Cuando caí en la cuenta de que por razones estrictamente personales llevaba ya unos años sin escribir literatura o ficción, decidí que tenía que arrancar de una vez. Pero como los problemas personales no sólo no habían cesado sino en cierta forma se habían agravado y me provocaban una necesidad de regular los gastos de energía, tomé la decisión de escribir cuentos. Iba a entrar y salir de formas breves con elegancia y fe.
Aunque escribí y publiqué cuentos sueltos, nunca había tenido mi clásico libro de cuentos en gateras para zampárselo a la editorial cuando viniera una oleada de esas en que se reivindica el género. Lo cierto es que decidí entrar y salir de la literatura con ficciones cortas. Y también es cierto que en ese año, 2018, los textos se fueron encadenando entre sí y fueron escritos en el orden en el que aparecen en el libro. Como quien dice, se armó una trama.
¿De qué tratan los cuentos de Verano Interminable? O, mejor dicho, sin eludir el asunto, la pregunta, me pregunto ¿qué quise hacer al escribir esos cuentos, además de abrirme una puerta relativamente terapéutica o de catarsis personal? O sea, qué quise hacer narrativamente, literariamente hablando. Por supuesto, no me corresponde una respuesta llena de sentido, sería absurdo direccionar la lectura de eventuales lectores con una especie de guía o manual de instrucciones. Me conformo con esbozar un simple plan de trabajo que me autoimpuse en pocas palabras, algunos adjetivos o calificativos. Me repetía: quiero hacer unos relatos ligeros y contemporáneos. Cuando me decía “ligeros”, quería decirme: que no repliquen la densidad o la tensión de fondo, que las palabras y tonos utilizados, ayuden a seguir mejor y bien de cerca un núcleo de creciente turbulencia en las metáforas e imaginarios del verano que vaya proponiendo en la lectura. Cuando me decía “contemporáneos”, quería significar que no se trata del pasado, la nostalgia y sus cicatrices sino del presente. Pero como no me gustan los libros que se montan demasiado rápido en lo que llamamos los temas de “agenda”, en vez de utilizar el término “actuales”, me decía “contemporáneos”. Y mi contemporaneidad abarca un arco de época de mediados de los años 80 a este 2020 que de tan actual ya no parece designar un año sino un hashtag.

Así que ligeros y contemporáneos. Y después, en la medida en que se fueron enhebrando tramas y encabalgando historias, apareció el tercer término, “precipitados”. Historias precipitadas. Es algo muy folletinesco o televisivo cuando en una serie larga en un momento se “precipitan los acontecimientos”. Y nadie termina de entender muy bien ni queda del todo satisfecho.
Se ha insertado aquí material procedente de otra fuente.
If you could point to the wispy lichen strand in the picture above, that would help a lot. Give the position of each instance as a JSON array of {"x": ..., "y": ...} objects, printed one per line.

En este caso, en los últimos tramos del libro Verano interminable, lo que se precipita, diría yo, es la agonía del estío en busca de su propio final, como una fruta madura que decide caerse del árbol poco antes de que la naturaleza haga su faena.
Así que, como ven, en principio lo que decidí fue honrar dos o tres palabras-faro que me guiaran en las horas intensas pero inciertas de la escritura.
Me gustaría agregar que nunca escribo de cero y que no soy de los que ocultan sus fuentes, sus influencias o, como me gusta denominarlas, mis lecturas orientadoras.
Hablaría de la felicidad de haber leído en los últimos años los cuentos de Fitzgerald, de haber releído Todos los fuegos el fuego y Deshoras de Julio Cortázar con no menos felicidad. Pero como se trata de ser, una vez más, coherente con la consigna de ser ligeros y contemporáneos, querría dejar aquí señaladas algunas marcas mucho más cercanas para mí en estos años, y en ese 2018 en que escribí los cuentos de Verano interminable.
Debo este libro al impulso de los cuentos de Fogwill porque para mí sus cuentos son la modernización del cuento argentino, su puesta al día, su relectura potente de la rica tradición. Pero también lo ofrendo al ala protectora de Rodolfo Rabanal en expresiones literarias como En otra parte, La vida privada y La vida escrita, a la sensibilidad de los cuentos de El último joven de Juan Ignacio Boido, y a la alegría vital (no exenta de terrores) que me produjo redescubrir no hace mucho tiempo los cuentos de El placer inglés de Javier Torre, un Emecé algo perdido de los años 90. Que de todos ellos también se alimenta la fuerza turbulenta, indómita y finalmente agónica del verano, que es una de las formas más perfectamente engañosas del deseo, esa ley del deseo que si no guía a la literatura, digo, me pregunto ¿para qué escriben los que escriben?